Measles, as you have heard unless you have been lost on a remote island with no access to news, remains among the most contagious diseases before, during, and after the obvious symptoms. It may leave permanent damage or even cause death. Beth and I spent a dismal week with the normal misery of the disease. Gwyn, continuing her one-upmanship, spent a week in a dark room while even Mama fretted over whether her eyes would be affected. Though she would not have scared us with the thought, I am sure Mama feared for Gwyn’s life as well. It was quite some time after the spots were gone before we were quite comfortable that Gwyn would come through unscathed.
It has been unimaginable to me that people would risk the aftereffects of the disease or death for false rumors of the danger of vaccines.
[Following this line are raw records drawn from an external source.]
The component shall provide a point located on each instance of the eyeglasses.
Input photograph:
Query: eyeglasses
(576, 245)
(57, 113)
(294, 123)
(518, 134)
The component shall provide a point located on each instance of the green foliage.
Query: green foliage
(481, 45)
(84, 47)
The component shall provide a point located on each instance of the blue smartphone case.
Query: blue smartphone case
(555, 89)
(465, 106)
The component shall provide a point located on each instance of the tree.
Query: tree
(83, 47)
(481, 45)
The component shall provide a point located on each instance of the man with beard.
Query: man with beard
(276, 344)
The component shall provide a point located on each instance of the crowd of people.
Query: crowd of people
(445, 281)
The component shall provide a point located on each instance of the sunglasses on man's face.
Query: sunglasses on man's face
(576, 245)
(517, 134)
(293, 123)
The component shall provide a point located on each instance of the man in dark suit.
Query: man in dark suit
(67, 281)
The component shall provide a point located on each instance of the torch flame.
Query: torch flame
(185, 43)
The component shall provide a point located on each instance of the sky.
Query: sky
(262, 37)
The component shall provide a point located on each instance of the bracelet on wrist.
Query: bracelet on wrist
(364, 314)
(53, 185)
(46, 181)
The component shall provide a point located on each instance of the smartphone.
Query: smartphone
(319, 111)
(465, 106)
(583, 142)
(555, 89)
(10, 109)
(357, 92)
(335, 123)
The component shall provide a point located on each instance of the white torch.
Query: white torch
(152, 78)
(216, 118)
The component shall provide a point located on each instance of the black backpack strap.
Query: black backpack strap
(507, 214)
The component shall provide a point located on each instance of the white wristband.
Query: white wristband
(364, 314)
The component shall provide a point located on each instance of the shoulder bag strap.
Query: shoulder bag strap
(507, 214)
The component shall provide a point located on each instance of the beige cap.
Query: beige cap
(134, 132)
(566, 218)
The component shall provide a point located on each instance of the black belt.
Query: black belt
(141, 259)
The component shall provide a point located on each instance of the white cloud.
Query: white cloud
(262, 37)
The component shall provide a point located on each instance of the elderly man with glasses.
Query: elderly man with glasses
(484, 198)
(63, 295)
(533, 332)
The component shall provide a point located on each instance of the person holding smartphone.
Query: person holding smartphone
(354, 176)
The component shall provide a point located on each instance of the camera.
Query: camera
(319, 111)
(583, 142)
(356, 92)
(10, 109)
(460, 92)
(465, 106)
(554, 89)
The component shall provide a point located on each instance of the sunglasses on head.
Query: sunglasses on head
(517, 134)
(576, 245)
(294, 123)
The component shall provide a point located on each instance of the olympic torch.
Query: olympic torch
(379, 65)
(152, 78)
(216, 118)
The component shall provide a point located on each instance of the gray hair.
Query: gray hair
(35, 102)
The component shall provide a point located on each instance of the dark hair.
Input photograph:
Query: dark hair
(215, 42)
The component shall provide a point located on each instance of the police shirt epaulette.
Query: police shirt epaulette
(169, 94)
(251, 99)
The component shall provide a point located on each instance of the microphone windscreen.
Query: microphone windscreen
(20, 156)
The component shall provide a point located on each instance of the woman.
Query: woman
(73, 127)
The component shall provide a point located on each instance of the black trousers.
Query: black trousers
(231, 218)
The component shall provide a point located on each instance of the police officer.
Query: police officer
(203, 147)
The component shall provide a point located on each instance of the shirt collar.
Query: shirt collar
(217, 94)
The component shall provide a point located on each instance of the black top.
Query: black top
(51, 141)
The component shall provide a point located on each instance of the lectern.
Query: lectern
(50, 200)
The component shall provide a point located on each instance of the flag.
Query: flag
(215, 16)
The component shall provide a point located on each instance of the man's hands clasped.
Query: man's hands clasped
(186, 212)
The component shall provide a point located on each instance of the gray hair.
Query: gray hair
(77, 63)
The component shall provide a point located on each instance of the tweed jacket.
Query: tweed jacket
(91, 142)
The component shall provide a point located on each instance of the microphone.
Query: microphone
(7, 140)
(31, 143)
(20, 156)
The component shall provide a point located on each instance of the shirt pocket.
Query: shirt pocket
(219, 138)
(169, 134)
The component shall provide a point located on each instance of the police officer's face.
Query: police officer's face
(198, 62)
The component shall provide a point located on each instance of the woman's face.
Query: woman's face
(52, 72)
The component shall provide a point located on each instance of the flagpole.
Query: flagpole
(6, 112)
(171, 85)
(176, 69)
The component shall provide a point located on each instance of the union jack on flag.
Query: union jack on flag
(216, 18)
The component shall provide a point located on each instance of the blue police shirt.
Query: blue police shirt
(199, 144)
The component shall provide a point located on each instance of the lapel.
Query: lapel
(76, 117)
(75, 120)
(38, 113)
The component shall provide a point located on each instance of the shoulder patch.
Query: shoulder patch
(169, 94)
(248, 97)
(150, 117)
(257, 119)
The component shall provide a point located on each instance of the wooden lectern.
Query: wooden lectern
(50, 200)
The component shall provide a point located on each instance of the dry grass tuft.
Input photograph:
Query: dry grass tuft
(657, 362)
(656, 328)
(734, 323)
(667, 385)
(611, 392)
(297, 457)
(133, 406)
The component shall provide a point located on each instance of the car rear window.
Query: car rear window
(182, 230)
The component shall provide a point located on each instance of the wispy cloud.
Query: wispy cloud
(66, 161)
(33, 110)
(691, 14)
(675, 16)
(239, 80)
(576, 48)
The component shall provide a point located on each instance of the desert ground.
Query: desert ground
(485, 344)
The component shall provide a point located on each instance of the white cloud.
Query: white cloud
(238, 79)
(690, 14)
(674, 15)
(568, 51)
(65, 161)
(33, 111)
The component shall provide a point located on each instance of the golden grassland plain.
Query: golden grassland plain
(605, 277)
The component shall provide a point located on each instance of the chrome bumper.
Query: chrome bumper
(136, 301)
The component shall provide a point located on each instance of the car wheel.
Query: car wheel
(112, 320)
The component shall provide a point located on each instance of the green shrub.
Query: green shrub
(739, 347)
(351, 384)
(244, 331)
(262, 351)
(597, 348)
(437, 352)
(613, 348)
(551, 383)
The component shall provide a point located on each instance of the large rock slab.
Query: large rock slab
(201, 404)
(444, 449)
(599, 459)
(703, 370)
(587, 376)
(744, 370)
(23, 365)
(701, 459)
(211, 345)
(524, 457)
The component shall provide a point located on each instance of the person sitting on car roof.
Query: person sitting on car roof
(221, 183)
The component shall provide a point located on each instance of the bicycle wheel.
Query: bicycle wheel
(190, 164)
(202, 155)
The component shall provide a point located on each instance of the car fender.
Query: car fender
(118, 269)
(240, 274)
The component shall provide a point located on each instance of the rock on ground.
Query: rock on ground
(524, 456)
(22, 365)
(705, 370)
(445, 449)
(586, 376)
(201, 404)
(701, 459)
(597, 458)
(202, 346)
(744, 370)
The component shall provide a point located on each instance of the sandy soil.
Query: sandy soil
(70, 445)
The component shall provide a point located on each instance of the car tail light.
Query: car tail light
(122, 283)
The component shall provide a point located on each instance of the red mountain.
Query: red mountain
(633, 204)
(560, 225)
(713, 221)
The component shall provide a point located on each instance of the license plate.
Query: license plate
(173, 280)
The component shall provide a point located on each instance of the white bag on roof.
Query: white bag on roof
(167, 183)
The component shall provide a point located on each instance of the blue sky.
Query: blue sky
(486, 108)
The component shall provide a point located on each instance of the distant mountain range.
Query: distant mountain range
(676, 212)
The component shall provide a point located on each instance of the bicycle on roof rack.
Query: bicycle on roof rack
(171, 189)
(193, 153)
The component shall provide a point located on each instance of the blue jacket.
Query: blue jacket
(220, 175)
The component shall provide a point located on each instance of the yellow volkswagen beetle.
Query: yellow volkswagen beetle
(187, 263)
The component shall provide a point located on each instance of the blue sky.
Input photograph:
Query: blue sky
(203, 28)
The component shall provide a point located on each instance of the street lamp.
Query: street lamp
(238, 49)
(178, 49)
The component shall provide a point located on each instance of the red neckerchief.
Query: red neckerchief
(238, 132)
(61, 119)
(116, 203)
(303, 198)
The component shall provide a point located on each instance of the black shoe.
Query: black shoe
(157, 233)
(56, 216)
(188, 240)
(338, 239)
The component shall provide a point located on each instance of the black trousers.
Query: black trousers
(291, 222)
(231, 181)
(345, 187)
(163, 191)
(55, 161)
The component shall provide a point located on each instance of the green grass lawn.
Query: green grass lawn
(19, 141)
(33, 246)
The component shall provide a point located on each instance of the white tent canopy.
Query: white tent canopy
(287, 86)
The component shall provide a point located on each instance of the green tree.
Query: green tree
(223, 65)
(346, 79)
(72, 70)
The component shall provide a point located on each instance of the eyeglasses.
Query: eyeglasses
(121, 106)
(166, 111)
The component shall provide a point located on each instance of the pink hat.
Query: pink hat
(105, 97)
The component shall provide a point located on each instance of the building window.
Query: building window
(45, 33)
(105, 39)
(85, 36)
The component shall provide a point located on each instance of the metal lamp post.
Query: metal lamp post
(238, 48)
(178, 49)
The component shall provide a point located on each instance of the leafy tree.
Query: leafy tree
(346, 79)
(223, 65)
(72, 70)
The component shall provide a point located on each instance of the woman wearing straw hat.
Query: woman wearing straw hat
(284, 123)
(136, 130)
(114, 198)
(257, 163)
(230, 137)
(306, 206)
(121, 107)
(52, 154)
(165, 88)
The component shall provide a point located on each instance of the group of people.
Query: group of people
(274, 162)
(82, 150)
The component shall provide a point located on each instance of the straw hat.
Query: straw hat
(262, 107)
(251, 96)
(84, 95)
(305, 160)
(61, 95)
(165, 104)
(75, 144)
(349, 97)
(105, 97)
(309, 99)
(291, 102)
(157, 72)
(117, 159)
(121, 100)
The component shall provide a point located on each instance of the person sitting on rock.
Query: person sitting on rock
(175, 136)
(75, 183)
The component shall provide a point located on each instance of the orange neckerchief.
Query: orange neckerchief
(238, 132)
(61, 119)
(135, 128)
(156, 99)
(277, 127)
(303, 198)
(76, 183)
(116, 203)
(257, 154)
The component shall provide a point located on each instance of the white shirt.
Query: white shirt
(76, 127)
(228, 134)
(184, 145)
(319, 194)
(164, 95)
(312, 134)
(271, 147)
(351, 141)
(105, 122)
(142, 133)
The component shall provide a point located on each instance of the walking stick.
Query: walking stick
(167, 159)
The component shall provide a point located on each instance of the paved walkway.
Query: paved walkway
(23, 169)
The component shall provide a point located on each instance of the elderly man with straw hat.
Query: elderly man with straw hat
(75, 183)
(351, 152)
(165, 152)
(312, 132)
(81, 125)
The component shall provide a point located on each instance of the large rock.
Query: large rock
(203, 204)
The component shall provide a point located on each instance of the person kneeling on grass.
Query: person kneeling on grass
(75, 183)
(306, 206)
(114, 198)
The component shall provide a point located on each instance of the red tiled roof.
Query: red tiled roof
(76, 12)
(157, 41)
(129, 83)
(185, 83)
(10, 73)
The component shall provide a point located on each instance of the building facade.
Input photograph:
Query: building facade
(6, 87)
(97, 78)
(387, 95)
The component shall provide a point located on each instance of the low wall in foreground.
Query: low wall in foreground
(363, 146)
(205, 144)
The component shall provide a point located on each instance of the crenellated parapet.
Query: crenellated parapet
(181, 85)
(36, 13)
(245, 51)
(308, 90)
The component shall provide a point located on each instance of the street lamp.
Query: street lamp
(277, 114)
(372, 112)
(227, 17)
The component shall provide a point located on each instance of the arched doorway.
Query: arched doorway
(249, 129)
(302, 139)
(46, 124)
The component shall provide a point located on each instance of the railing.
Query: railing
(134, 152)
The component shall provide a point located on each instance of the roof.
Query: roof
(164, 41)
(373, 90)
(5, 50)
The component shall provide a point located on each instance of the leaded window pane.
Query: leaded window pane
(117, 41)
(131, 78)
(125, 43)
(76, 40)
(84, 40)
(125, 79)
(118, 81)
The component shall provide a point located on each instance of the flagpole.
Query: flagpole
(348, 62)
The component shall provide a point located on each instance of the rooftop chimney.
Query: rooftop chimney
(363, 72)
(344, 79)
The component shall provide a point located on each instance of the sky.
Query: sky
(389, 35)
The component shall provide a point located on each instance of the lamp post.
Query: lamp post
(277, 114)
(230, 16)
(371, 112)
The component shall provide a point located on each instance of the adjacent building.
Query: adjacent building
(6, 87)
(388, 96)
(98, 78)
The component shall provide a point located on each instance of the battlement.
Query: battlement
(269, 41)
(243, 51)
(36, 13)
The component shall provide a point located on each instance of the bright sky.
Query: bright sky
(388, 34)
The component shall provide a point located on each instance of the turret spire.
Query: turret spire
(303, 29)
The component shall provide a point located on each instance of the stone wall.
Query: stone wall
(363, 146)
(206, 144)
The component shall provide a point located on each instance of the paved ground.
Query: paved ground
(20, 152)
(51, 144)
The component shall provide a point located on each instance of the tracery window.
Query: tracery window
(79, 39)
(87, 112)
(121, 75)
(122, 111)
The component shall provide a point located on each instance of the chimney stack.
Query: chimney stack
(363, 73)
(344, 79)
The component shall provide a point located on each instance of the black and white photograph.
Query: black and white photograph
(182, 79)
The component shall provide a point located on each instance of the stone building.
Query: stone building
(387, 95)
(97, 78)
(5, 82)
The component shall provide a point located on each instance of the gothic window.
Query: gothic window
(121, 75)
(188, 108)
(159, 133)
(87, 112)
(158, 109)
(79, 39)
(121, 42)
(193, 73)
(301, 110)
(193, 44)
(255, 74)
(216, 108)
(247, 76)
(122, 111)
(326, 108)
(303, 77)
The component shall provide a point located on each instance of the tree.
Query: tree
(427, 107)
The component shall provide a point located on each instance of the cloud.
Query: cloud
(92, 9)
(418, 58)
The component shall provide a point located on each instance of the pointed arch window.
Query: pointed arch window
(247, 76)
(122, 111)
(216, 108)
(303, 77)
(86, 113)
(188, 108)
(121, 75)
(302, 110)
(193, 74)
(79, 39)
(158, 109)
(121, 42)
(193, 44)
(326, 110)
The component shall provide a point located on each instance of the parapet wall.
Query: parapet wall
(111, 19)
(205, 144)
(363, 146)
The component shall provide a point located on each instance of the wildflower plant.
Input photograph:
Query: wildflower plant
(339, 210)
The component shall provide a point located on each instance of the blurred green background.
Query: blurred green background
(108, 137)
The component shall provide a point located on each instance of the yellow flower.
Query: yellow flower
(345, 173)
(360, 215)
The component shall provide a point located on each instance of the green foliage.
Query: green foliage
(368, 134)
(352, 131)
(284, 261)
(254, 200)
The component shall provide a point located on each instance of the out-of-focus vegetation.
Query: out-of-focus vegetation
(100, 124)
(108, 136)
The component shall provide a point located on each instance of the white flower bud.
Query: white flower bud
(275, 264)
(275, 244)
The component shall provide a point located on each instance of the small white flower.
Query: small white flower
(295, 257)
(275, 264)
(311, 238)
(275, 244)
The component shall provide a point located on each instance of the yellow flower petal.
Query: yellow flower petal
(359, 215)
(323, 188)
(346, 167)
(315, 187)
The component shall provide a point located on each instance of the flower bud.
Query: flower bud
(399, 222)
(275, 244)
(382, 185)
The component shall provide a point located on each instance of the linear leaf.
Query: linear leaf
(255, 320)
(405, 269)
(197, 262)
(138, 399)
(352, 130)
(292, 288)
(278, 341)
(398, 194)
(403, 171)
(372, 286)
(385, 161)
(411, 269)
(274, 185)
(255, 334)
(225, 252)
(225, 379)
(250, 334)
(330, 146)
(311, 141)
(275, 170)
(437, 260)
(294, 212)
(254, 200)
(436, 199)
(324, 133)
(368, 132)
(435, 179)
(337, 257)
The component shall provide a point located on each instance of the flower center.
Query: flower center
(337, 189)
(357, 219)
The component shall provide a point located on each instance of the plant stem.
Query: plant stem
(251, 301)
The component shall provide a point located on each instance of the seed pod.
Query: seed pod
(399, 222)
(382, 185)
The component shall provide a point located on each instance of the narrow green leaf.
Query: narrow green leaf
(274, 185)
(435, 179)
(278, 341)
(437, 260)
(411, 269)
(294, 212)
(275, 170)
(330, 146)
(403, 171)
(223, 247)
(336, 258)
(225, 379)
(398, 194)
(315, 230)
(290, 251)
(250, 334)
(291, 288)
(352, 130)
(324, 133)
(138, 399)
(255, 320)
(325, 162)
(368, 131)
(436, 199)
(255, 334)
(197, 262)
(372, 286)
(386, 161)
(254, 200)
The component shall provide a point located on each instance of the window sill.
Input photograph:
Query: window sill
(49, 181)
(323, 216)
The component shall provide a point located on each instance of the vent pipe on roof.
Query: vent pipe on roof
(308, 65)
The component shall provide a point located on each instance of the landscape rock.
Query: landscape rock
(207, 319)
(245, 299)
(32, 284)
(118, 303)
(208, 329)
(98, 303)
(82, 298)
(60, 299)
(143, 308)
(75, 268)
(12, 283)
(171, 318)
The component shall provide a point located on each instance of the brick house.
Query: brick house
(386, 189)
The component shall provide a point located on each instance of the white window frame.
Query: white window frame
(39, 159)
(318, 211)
I give a shout out to Mississippi, which often gets a bad rap for many things. Our state has among the strictest requirements for having children’s vaccines up-to-date before they go to school, resulting in no reported cases of the disease. Even an out-of-state tourist with measles who made his way through Mississippi resulted in no new episodes as health officials tracked his path for the next month.
It boggles my mind that one would not prevent these diseases for their own children and by extension for children and adults with factors that make it dangerous for them to get the shots as well as to have the diseases. I will leave my soapbox with the gratitude I felt as I filled my children’s shot records with especial thankfulness for the Salk and Sabin vaccines that abolished the panic-causing polio of my childhood.